I heave a sigh of compassion for this poor girl, who just doesn't get it. The question is all wrong: "get a man to think" she's sexy. Pfft! This girl doesn't know her own strength.

"Get a man to think..." Well, are you or aren't you? "Sexy" comes down to confidence, honey. You think you're sexy, you know you're sexy -- you're sexy. It's a fact. What goes on in his head (and mostly, it doesn't go on in his head, anyway) will be in response to what you think of you.
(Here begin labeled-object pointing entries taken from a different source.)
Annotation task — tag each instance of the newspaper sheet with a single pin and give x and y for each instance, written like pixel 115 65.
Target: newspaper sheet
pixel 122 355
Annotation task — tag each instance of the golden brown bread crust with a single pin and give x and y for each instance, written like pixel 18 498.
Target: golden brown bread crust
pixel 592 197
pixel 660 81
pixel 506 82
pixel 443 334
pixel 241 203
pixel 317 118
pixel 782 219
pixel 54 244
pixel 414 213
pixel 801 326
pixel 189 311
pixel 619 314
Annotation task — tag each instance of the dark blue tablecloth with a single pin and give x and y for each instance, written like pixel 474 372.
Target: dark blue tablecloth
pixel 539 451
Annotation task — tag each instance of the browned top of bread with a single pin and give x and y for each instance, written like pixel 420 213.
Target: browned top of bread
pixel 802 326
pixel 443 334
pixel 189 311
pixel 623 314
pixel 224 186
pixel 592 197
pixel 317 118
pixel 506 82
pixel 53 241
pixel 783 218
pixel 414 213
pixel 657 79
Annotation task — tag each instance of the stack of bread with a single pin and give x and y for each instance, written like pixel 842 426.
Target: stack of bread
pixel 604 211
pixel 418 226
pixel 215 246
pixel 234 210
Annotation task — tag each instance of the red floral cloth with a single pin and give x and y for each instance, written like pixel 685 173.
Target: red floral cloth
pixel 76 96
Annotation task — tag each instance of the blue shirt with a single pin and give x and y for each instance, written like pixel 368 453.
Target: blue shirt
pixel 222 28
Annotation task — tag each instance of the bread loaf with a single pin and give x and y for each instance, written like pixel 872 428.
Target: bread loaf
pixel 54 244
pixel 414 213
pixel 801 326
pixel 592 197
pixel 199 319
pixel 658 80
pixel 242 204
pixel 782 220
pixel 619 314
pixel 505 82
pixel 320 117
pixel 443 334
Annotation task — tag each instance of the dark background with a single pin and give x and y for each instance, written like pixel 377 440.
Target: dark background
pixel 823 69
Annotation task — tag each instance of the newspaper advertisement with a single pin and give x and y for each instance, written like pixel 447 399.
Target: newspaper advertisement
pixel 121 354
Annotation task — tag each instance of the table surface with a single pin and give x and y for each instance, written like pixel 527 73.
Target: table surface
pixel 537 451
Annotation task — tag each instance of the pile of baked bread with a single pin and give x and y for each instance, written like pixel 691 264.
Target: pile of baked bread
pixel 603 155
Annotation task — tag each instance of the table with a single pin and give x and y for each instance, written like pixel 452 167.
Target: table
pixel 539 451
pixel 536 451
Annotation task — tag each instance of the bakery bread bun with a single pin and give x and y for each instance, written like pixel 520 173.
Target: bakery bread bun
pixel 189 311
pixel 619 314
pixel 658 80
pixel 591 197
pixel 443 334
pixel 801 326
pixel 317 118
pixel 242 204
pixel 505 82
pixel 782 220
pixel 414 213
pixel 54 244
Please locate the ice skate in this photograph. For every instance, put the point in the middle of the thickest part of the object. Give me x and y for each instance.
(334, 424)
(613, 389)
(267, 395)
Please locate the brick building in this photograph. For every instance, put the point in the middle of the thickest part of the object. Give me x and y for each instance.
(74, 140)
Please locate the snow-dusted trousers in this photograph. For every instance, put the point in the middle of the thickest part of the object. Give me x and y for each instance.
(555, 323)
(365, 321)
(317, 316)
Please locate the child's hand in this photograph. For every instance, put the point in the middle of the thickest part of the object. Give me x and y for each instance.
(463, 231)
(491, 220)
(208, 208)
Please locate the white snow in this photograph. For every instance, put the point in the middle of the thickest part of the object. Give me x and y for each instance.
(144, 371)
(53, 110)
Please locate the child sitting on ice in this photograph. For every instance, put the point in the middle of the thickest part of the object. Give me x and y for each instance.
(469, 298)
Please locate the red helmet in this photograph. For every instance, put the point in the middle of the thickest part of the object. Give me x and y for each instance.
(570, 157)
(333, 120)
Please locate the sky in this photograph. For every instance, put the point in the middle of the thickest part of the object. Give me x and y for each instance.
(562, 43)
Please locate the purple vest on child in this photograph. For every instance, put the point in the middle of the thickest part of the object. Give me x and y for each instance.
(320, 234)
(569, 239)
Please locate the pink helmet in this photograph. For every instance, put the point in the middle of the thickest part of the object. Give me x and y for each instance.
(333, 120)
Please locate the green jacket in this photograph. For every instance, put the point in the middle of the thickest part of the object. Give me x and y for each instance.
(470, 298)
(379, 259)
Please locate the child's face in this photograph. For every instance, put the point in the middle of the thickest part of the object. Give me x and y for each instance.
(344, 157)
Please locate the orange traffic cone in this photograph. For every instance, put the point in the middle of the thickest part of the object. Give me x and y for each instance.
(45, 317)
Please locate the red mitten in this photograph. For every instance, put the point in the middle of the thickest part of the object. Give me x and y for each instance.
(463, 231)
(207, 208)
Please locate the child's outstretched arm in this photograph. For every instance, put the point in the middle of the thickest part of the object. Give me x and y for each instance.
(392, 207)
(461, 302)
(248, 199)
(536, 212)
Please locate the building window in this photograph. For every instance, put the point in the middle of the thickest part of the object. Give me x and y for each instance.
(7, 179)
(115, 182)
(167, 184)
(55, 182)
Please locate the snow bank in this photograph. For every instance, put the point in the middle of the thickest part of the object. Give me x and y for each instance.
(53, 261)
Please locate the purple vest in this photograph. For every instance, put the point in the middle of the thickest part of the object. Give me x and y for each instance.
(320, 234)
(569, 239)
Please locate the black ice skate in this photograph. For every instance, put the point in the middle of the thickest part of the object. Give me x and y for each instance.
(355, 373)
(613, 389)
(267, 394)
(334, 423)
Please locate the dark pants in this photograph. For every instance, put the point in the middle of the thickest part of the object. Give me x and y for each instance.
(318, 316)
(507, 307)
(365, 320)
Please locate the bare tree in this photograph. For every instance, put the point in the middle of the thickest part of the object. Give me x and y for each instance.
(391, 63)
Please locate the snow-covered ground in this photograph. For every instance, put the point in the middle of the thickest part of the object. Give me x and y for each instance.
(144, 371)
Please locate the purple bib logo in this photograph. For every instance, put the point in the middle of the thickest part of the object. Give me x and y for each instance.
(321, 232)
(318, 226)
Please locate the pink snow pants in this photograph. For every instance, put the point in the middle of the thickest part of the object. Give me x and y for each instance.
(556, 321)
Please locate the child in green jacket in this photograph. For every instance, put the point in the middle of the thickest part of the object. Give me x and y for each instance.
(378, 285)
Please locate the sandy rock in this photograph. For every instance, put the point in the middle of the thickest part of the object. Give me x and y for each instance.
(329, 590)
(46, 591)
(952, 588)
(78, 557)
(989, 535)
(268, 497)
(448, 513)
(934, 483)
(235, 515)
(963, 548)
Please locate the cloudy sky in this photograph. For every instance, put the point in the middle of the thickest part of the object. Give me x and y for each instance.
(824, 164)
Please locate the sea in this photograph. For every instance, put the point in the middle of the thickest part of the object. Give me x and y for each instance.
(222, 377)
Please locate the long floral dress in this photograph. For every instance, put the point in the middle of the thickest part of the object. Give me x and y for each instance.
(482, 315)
And what you think of him. A sexy woman doesn't look at a man and say, "Oh, I hope you like me. Please like me." "I hope he likes me" is not sexy. A sexy woman doesn't plead and worry: sexy is fun. Anxiety? Not so much. A sexy woman looks at a man she finds attractive and smiles in appreciation* and anticipation. The man sees the smile, sees the appreciation, sees the fun, and he's attracted.

Sexy? It's way fun!

* Not 'appreciation' as in "oh, thank you for noticing me!" 'Appreciation' as in: "Oh, men are so yummy! 'Specially that one." You have the power, hon.

Labels: ,

Monday, July 03, 2006

Chain mail. Don't you just love it? How about those chain letters with supernatural bribery at the end? "Send this to five people in the next five minutes and your wish will come true in 1 day. Send it to ten people in five minutes, and your wish will come true in half an hour."

Pathetic how people fall for this stuff. Everyone knows it's nonsense. Look at me: Even with TWENTY recipients in THREE minutes, my ex is still alive. No lightning, not even a bus, and no big insurance payout for me. See? Arrant nonsense. Why do people succumb?

Today I received a forward in support of a worthy cause. Really, a worthy cause, which is why it will remained unnamed so as not to sully its merits by revealing its tactics.

It was a poem. No, it was a POE-WEM. Ahem. The beloved daughter of an about-to-be-bereaved mother lays bleeding on the pavement, composing for said mother, with her last dying breaths, the most dreadful doggerel going, in which she wonders why other teens didn't heed their mothers' good advice, and so spared her life from its untimely end. Her dying breaths went on for a cruelly long time, given the number of stanzas the poor girl was able to churn out, back of her hand to her pale brow.

It was followed by a petition. We were urged to sign it, then to forward it, and if we didn't?

If you receive this petition and do >nothing but delete it, your
>selfishness knows no bounds.


Because if you can't sway people with maudlin sentiment, then you can always try insults!

Of course I deleted it.

Truly selfish, I know, to spare my friends saccharine Victorian tripe. I hang my head in shame.